The Experiences of TEVAR after Frozenix-Open Stent Graft (F-OSG) Placement for TAA Surgery~Availability of Hybrid TEVAR~
- #HS 01-O-3
- Hybrid Surgery. SESSION-1
- Oral
The Experiences of TEVAR after Frozenix-Open Stent Graft (F-OSG) Placement for TAA Surgery~Availability of Hybrid TEVAR~
Tatsuya Nakao
Asian Soceity for Cardiovascular and Thoracic Surgery, Cardiothoracic Surgery Network, Matsudo, Japan
Date, time and location: 2018.05.26 13:30, Congress Hall, 2F–A
Abstract
METHODS: Between July 2014 and July 2017, 88 patients (mean age 70.0 years, male/female 68/20) with different pathologies from the aortic arch to the extended descending aorta in 47 dissections (acute /chronic A=26/4, acute/chronic/subacute B=1/6/10) and 41 thoracic arteriosclerotic aneurysms (TAAs) had the FET technique with F-OSG performed upon them.
RESULTS: Operative mortality within 30 days was 4.5%(4 cases) due to broad CI(12d), LOS(0d), MOF(1d), TAAA rupture(13d).
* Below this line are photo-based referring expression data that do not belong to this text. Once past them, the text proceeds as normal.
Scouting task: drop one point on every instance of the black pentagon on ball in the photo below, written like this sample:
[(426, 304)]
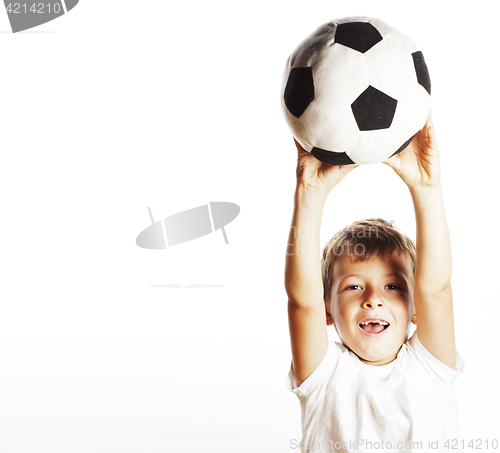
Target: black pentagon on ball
[(360, 36), (422, 71), (299, 91), (373, 110)]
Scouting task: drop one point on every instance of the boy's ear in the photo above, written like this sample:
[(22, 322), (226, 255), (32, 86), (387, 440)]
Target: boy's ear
[(329, 319)]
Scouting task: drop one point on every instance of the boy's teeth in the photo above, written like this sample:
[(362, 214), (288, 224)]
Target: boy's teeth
[(383, 323)]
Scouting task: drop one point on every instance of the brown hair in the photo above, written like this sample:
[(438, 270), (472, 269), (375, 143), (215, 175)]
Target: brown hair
[(361, 240)]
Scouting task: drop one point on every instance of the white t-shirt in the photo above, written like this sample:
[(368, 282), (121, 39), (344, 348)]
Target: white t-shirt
[(404, 406)]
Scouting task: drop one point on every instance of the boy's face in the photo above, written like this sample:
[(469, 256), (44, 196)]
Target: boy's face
[(378, 290)]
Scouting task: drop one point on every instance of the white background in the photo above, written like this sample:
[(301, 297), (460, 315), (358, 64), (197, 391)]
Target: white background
[(121, 105)]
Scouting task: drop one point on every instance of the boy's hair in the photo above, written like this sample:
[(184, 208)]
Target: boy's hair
[(361, 240)]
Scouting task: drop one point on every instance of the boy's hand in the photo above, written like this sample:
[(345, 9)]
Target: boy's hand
[(312, 173), (418, 165)]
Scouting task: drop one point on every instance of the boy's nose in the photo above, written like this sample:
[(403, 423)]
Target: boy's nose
[(373, 304), (373, 300)]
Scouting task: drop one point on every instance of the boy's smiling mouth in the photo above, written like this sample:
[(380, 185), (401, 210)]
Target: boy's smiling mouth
[(373, 327)]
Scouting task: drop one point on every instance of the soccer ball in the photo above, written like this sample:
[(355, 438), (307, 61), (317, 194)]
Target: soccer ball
[(356, 91)]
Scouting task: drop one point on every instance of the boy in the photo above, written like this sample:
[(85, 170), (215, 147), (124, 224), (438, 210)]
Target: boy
[(378, 389)]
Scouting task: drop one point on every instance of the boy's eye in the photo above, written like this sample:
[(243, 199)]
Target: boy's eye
[(354, 287), (393, 287)]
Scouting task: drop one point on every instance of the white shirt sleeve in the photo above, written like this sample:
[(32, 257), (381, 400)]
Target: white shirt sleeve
[(443, 371), (321, 375)]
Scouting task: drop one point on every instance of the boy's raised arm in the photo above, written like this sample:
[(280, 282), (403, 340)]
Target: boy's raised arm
[(419, 168), (303, 281)]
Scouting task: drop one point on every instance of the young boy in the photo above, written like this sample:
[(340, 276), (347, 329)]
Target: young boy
[(378, 389)]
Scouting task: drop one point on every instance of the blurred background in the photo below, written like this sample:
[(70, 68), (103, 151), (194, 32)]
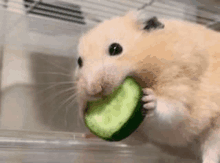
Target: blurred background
[(38, 51)]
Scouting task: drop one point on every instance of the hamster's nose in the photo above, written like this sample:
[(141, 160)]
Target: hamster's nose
[(95, 90)]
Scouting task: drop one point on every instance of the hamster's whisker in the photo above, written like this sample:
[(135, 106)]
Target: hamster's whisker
[(65, 82), (60, 106), (50, 87), (55, 73), (54, 64), (61, 92)]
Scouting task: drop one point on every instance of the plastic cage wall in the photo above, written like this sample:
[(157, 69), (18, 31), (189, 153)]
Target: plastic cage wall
[(39, 118)]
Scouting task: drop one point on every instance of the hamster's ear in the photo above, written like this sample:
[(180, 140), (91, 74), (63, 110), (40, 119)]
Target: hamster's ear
[(145, 21), (153, 23)]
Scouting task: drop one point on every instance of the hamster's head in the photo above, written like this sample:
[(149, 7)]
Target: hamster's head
[(107, 55)]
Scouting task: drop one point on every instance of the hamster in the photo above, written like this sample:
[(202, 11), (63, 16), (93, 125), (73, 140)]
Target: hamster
[(176, 63)]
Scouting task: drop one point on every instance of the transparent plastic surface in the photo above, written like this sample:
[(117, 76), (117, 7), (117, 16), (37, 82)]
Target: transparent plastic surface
[(39, 117)]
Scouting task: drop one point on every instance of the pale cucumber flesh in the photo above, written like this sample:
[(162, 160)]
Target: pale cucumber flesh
[(118, 115)]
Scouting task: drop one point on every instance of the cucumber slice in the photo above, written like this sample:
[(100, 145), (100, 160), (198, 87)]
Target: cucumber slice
[(119, 114)]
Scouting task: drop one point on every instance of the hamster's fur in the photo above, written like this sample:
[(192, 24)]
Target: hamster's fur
[(178, 60)]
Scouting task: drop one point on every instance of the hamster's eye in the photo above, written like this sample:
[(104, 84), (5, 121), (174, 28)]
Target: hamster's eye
[(80, 62), (115, 49)]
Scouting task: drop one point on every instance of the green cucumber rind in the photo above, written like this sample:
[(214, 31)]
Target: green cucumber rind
[(129, 127)]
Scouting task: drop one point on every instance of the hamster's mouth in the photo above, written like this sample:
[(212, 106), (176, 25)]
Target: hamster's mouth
[(107, 93)]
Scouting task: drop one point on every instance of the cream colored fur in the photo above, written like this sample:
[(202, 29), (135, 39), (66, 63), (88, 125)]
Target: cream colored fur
[(181, 63)]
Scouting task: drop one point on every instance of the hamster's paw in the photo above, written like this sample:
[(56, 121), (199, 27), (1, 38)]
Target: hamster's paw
[(150, 101)]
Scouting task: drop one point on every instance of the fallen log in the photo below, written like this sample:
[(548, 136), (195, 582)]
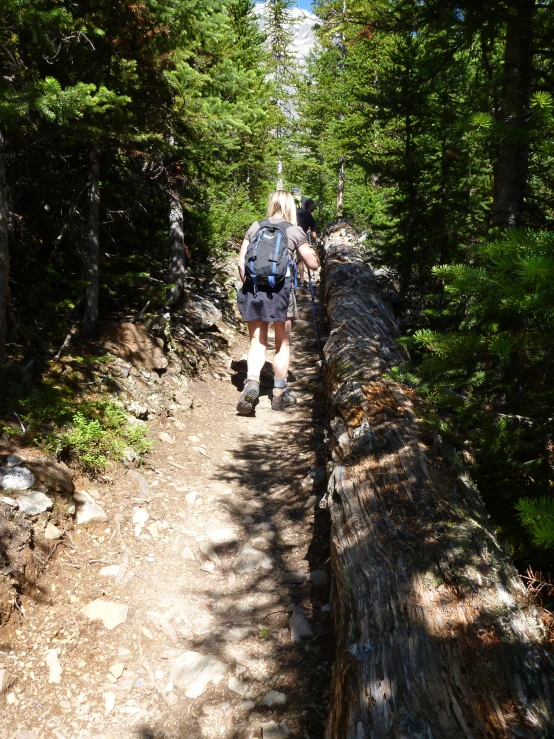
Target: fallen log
[(436, 637)]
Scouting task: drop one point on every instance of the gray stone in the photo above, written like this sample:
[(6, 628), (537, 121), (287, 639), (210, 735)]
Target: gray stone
[(138, 410), (200, 313), (181, 397), (193, 672), (52, 532), (16, 478), (223, 537), (274, 699), (295, 578), (14, 460), (299, 625), (33, 503), (6, 681), (111, 614), (250, 559), (271, 730), (237, 686), (318, 578), (87, 509)]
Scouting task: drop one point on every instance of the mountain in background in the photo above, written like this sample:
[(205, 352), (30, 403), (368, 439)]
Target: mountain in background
[(303, 30)]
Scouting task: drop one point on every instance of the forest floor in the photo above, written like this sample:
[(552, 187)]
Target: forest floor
[(221, 553)]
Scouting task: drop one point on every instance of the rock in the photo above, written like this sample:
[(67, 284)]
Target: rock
[(271, 730), (6, 681), (208, 551), (318, 578), (273, 698), (181, 397), (166, 438), (109, 571), (222, 537), (237, 686), (117, 670), (109, 701), (193, 672), (137, 410), (55, 477), (14, 460), (33, 503), (111, 614), (145, 492), (250, 560), (200, 313), (295, 578), (140, 516), (299, 625), (53, 663), (87, 509), (187, 553), (245, 708), (52, 532), (133, 344), (16, 478)]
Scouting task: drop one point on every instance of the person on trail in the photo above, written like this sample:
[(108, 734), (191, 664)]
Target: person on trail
[(277, 242), (305, 219)]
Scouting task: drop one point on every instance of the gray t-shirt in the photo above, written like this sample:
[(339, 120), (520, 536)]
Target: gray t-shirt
[(295, 235)]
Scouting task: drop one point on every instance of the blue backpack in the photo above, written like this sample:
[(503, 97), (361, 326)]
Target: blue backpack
[(267, 257)]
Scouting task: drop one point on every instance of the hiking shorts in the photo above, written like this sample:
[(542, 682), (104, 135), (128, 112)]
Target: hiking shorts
[(267, 305)]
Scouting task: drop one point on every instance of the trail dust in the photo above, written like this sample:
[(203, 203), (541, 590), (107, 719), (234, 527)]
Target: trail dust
[(213, 559)]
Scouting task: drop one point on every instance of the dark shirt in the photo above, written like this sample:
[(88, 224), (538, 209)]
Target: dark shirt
[(305, 220)]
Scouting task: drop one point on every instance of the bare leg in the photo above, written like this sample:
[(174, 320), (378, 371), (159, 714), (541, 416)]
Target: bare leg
[(282, 352), (258, 346)]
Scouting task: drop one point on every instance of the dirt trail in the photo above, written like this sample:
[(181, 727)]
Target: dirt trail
[(249, 480)]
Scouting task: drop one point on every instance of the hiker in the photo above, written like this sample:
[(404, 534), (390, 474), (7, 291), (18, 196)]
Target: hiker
[(299, 199), (305, 219), (266, 266)]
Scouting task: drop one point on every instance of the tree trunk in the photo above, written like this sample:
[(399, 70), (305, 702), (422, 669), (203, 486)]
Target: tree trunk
[(340, 189), (177, 252), (409, 251), (4, 253), (436, 638), (511, 167), (93, 245)]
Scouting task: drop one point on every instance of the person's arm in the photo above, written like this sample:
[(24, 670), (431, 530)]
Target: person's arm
[(242, 254), (308, 256)]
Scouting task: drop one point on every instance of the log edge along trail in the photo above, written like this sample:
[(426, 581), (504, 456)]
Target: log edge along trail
[(435, 634)]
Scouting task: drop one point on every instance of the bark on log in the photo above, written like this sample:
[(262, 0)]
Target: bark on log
[(436, 637)]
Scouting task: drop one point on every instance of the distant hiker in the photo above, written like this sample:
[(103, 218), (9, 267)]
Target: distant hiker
[(266, 267), (299, 199), (305, 219)]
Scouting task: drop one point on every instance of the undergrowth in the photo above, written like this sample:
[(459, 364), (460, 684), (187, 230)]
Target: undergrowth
[(68, 415)]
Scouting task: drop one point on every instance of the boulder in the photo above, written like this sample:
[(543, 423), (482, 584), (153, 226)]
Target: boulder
[(55, 477), (199, 313), (134, 344)]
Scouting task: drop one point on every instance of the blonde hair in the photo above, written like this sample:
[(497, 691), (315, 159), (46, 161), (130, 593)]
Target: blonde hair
[(281, 203)]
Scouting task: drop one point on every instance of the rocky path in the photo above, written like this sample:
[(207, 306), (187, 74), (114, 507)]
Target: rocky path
[(200, 607)]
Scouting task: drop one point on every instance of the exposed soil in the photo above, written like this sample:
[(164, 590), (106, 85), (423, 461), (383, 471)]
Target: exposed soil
[(253, 475)]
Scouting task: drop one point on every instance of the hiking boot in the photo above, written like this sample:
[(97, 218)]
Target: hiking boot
[(248, 397), (283, 401)]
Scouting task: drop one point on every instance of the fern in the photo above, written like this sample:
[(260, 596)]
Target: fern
[(537, 516)]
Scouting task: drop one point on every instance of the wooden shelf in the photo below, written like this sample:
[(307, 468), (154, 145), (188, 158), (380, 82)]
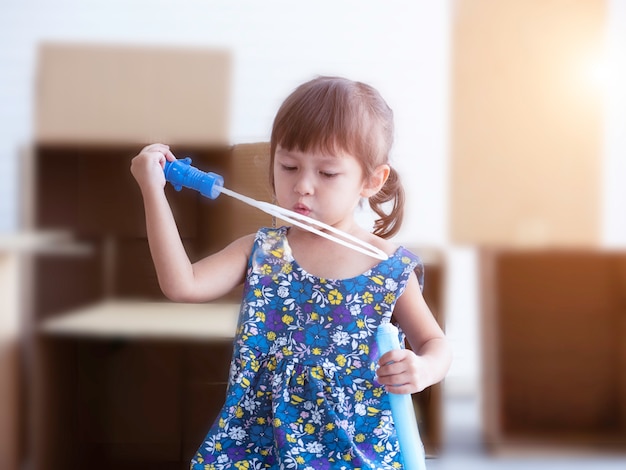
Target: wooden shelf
[(145, 320)]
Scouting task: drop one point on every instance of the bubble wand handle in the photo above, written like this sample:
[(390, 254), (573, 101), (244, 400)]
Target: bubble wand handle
[(180, 173), (411, 447)]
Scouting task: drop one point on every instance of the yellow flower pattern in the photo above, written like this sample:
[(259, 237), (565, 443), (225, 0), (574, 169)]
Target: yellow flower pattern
[(302, 390)]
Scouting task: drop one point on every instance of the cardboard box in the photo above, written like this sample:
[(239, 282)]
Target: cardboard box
[(106, 94)]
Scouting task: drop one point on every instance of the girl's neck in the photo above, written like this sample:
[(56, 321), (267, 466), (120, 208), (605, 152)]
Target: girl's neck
[(326, 259)]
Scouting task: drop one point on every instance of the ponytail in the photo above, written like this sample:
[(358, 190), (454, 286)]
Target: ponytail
[(388, 223)]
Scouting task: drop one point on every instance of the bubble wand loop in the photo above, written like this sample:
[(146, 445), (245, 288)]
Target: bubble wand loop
[(180, 173)]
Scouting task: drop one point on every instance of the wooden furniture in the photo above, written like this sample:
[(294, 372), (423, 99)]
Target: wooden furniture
[(526, 123), (554, 355)]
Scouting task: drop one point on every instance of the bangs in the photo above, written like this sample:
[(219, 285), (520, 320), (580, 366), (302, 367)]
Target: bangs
[(327, 116)]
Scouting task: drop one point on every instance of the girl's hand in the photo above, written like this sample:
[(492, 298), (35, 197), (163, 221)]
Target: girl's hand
[(147, 166), (402, 371)]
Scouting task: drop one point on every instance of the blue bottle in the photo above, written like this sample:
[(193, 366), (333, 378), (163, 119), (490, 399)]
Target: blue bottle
[(402, 410)]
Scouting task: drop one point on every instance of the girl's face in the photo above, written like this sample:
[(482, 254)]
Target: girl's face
[(327, 188)]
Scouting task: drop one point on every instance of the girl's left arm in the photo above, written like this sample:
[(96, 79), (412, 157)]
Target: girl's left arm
[(411, 371)]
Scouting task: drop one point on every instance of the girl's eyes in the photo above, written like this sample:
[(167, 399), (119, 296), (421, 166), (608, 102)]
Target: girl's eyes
[(325, 174)]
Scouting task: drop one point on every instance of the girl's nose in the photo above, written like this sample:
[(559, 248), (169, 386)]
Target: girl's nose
[(304, 185)]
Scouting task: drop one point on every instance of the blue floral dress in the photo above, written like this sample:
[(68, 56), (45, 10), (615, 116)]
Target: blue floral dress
[(302, 392)]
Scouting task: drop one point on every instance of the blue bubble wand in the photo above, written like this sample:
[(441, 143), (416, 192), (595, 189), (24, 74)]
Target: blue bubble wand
[(180, 173)]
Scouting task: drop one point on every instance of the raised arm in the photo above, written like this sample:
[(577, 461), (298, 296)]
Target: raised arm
[(179, 279)]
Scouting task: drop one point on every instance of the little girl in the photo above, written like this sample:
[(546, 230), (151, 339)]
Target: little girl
[(306, 389)]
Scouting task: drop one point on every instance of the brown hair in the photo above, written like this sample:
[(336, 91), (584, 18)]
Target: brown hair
[(332, 113)]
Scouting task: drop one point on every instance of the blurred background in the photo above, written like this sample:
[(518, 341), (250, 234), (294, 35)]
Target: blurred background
[(510, 136)]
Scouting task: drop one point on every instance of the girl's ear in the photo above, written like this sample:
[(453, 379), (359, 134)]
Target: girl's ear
[(375, 182)]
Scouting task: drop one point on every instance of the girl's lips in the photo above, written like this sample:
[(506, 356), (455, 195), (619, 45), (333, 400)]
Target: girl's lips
[(302, 209)]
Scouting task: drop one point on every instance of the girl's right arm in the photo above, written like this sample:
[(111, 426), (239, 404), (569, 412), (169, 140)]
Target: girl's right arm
[(179, 279)]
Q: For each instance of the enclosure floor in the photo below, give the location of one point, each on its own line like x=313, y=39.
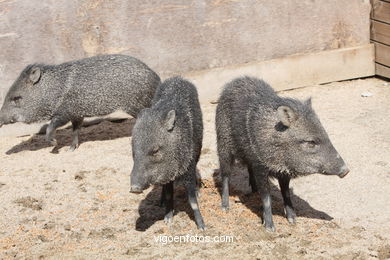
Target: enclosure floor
x=61, y=204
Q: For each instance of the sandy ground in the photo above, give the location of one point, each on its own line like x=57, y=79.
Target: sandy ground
x=77, y=205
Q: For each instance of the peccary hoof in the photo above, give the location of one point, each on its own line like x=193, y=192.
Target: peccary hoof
x=53, y=142
x=72, y=148
x=202, y=227
x=270, y=228
x=168, y=219
x=225, y=208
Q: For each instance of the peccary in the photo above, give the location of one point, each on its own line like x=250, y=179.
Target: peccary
x=71, y=91
x=274, y=137
x=166, y=144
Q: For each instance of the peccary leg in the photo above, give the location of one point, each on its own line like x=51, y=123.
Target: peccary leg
x=168, y=188
x=225, y=192
x=252, y=181
x=50, y=130
x=262, y=182
x=226, y=163
x=162, y=199
x=76, y=131
x=191, y=190
x=288, y=207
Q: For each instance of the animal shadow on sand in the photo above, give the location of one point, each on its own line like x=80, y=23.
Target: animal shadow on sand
x=97, y=130
x=239, y=186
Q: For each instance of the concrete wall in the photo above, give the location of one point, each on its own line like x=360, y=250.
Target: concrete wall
x=174, y=36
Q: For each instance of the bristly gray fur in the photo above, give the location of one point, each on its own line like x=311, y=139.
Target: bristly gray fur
x=275, y=137
x=167, y=140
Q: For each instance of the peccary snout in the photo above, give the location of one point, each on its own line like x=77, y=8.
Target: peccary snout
x=135, y=189
x=343, y=171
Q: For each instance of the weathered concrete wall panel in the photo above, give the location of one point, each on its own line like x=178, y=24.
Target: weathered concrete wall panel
x=174, y=36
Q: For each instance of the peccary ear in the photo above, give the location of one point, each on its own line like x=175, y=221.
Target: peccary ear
x=286, y=115
x=35, y=74
x=308, y=102
x=170, y=120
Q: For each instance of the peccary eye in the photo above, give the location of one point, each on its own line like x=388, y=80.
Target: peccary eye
x=16, y=100
x=154, y=151
x=311, y=144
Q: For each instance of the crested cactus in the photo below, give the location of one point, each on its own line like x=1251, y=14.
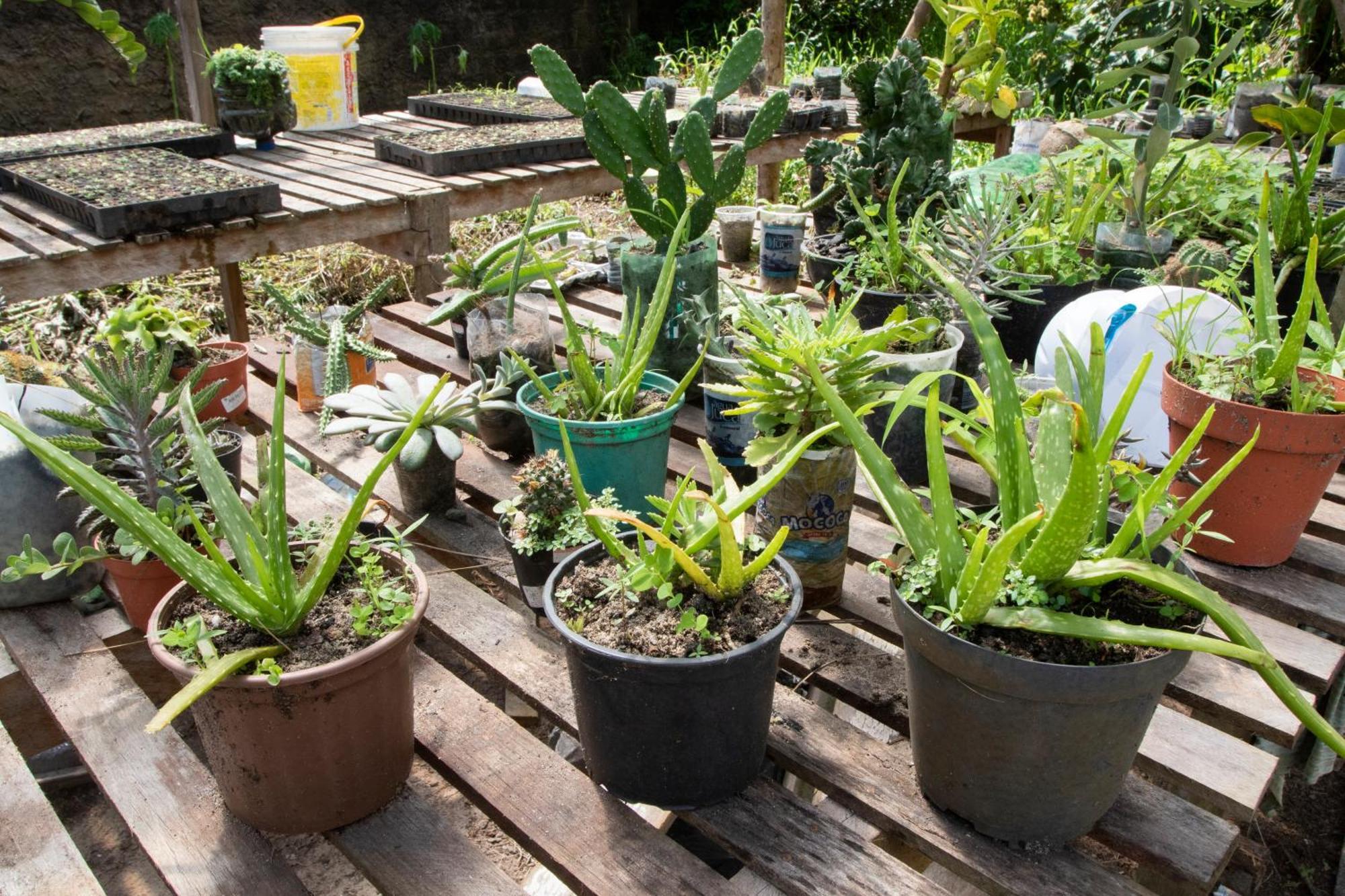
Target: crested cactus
x=622, y=136
x=1195, y=263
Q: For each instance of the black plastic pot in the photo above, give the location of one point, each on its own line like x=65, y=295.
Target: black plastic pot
x=1026, y=751
x=672, y=732
x=1023, y=329
x=432, y=489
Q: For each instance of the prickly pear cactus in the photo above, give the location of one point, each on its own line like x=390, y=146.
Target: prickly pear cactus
x=629, y=140
x=1195, y=263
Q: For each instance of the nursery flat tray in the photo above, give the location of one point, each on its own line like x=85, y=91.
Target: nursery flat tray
x=244, y=196
x=447, y=153
x=189, y=138
x=486, y=107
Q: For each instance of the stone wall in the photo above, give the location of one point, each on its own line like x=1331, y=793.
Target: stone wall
x=56, y=73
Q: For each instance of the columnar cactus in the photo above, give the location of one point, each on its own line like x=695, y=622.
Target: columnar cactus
x=619, y=134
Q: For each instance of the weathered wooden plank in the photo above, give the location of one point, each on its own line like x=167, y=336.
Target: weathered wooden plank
x=25, y=235
x=37, y=854
x=766, y=807
x=410, y=848
x=161, y=788
x=588, y=838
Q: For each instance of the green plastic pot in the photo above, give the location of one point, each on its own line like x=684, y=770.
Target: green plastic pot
x=631, y=456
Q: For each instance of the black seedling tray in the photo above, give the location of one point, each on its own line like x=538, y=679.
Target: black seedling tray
x=197, y=146
x=120, y=222
x=436, y=107
x=446, y=162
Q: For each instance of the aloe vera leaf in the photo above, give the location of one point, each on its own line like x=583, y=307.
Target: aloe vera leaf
x=215, y=671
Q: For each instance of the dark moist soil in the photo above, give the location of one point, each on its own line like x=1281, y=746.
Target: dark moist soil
x=1121, y=600
x=325, y=637
x=504, y=101
x=649, y=628
x=644, y=400
x=488, y=136
x=128, y=177
x=106, y=138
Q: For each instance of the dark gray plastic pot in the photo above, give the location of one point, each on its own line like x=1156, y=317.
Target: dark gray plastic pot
x=672, y=732
x=1026, y=751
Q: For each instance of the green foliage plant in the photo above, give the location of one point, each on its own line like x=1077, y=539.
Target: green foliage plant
x=162, y=34
x=260, y=585
x=262, y=76
x=905, y=147
x=108, y=24
x=629, y=140
x=337, y=337
x=607, y=391
x=1264, y=366
x=544, y=516
x=384, y=413
x=778, y=388
x=1052, y=520
x=423, y=40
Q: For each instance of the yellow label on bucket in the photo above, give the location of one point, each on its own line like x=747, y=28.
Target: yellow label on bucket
x=325, y=89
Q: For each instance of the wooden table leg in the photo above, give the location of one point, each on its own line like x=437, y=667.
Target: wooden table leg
x=236, y=302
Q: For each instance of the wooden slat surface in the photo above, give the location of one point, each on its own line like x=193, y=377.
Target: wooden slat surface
x=158, y=784
x=37, y=854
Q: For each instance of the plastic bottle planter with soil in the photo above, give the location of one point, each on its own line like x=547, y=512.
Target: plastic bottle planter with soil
x=672, y=732
x=631, y=456
x=906, y=446
x=489, y=333
x=227, y=361
x=782, y=239
x=311, y=364
x=287, y=758
x=814, y=501
x=1031, y=786
x=1128, y=253
x=697, y=274
x=1266, y=503
x=736, y=225
x=728, y=435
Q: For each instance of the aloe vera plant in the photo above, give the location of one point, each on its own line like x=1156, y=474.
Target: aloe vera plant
x=1052, y=509
x=260, y=587
x=607, y=391
x=629, y=140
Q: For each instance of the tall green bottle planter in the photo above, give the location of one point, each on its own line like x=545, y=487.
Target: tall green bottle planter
x=697, y=275
x=630, y=455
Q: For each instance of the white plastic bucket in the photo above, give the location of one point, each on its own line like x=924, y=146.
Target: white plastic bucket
x=1132, y=326
x=322, y=71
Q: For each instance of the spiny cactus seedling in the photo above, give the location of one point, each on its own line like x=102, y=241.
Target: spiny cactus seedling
x=1195, y=263
x=619, y=134
x=337, y=337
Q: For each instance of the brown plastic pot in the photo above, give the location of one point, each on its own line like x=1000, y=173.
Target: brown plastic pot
x=326, y=745
x=141, y=585
x=1265, y=505
x=232, y=400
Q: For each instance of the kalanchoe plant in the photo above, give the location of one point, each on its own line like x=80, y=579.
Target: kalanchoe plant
x=789, y=404
x=384, y=415
x=260, y=585
x=906, y=130
x=627, y=142
x=609, y=391
x=338, y=335
x=544, y=516
x=1052, y=524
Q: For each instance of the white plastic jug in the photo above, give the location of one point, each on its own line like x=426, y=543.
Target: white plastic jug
x=322, y=71
x=1130, y=322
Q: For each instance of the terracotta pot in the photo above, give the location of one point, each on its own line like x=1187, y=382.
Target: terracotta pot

Late mortality was 4.5%(4 cases) due to pneumonia(6M), DIC(9M), unknown(4M), TAAA rupture(10M). During the mean follow up period of 9.7 months, the survival rate was 89.0 % at 1year. In 11 patients(pts) with stent-graft-related event, the 2nd stage TEVAR (Hybrid TEVAR) were performed. The causes of 11 pts were Mega aorta in 1 pt, dilatation of des.Ao in 4 pts, re-dissection of des.Ao in 2pts, type 1b endleak(EL)+migration in 3 pts, type 2 EL(Lt SCA) in 1 pt. 9 of 11 pts were treated succcesfully by 2nd stage TEVAR.1 pt with mega-aorta extending from the ascending-aorta to the TAAA was successfully treated by staged operations and 1 pt with type 2 EL was treated by des.Ao replacement. Residual 9pts were treated A follow-up computed tomographic image was available for 95.8% (84/88) of pts. In 39 pts with TAAs and 45 pts with dissections, Regarding the size of aneurysm and false lumen, increased/unchanged/shrank were 1/27/11 in 39 pts with TAAs and 6/24/15 in 45 pts with dissection.
CONCLUSION: We must follow up the fate of the false lumen and aneurysm sizes carefully in mid~late term period. We consider 2nd stage TEVAR (Hybrid TEVAR) can be a effective treatment for dissection and aneurysm cases that are estimated to grow from now on.